Demokrasi dan Terorisme, Berkaitan (?)

11:11 PM 0 Comments A+ a-

Tentara Chad bersorak-sorak saat berhenti dalam perjalanan mereka menuju Mali, Rabu (30/1/2013). Pasukan ini akan menjadi bagian dari pasukan International Support Mission to Mali (AFISMA) yang terdiri atas pasukan dari berbagai negara Afrika yang akan membantu Mali memerangi pasukan pemberontak terkait Al Qaeda. (JIBI/SOLOPOS/Reuters) Sumber: solopos.com
Dalam tulisan ini, penulis akan menyoroti dua negara yang sama-sama demokrasi tapi terdapat fenomena yang berbeda. Dimana negara pertama mempunyai masalah terorisme yang serius, sedangkan negara kedua jarang memiliki masalah dengan terorisme.

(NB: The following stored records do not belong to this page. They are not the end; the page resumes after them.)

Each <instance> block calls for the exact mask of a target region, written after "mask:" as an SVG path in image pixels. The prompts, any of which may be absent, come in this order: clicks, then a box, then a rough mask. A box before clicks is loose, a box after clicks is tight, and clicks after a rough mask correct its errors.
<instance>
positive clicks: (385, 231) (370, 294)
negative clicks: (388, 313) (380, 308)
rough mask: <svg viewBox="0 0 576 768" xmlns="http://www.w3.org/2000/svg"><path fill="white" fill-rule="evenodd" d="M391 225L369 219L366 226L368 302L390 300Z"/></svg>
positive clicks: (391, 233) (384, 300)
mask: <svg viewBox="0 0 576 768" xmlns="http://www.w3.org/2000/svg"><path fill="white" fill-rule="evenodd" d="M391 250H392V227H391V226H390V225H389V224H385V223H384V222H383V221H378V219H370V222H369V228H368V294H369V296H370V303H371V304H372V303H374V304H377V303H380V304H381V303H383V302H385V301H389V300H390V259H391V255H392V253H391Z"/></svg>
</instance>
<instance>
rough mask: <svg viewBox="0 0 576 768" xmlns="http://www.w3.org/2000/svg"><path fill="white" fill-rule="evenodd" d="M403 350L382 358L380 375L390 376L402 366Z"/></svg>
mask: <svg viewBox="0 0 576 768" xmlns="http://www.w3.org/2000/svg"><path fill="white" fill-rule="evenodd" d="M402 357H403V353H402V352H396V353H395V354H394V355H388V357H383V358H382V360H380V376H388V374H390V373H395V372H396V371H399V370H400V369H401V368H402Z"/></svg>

Sebelum membahas hubungan antara demokrasi dan terorisme, sebaiknya pembaca dan penulis menyelaraskan persepsi melalui definisi dulu. Karena kemungkinan beda pendapat pasti ada dan jika persepsinya saja berbeda, kemungkinan celah perdebatan akan semakin lebar.
Demokrasi yang dimaksud dalam tulisan ini adalah sistem pemerintahan yang dianut suatu negara dimana kekuasaan tertinggi ada di tangan rakyat. Aspirasi rakyat dan kebebasan berpendapat diakomodir dengan baik oleh negara serta hak asasi manusia setiap warga negara dijamin. Sedangkan definisi terorisme yang digunakan dalam tulisan ini adalah terorisme sebagai suatu sikap (attitude) bukan sebagai pemahaman (political phyloshopy) seperti yang telah terkonstruksi pada jaman sekarang ini seperti terorisme atas nama agama. Secara harfiyah (bahasa), terorisme berasal dari Terrere (red:latin) dan isme yang berarti sikap yang menyebabkan terror atau gemetar karena rasa takut. Dalam pengertian ini, terorisme bisa digambarkan dengan sikap yang berujung pada tindakan-tindakan separatis dan menentang pemerintah.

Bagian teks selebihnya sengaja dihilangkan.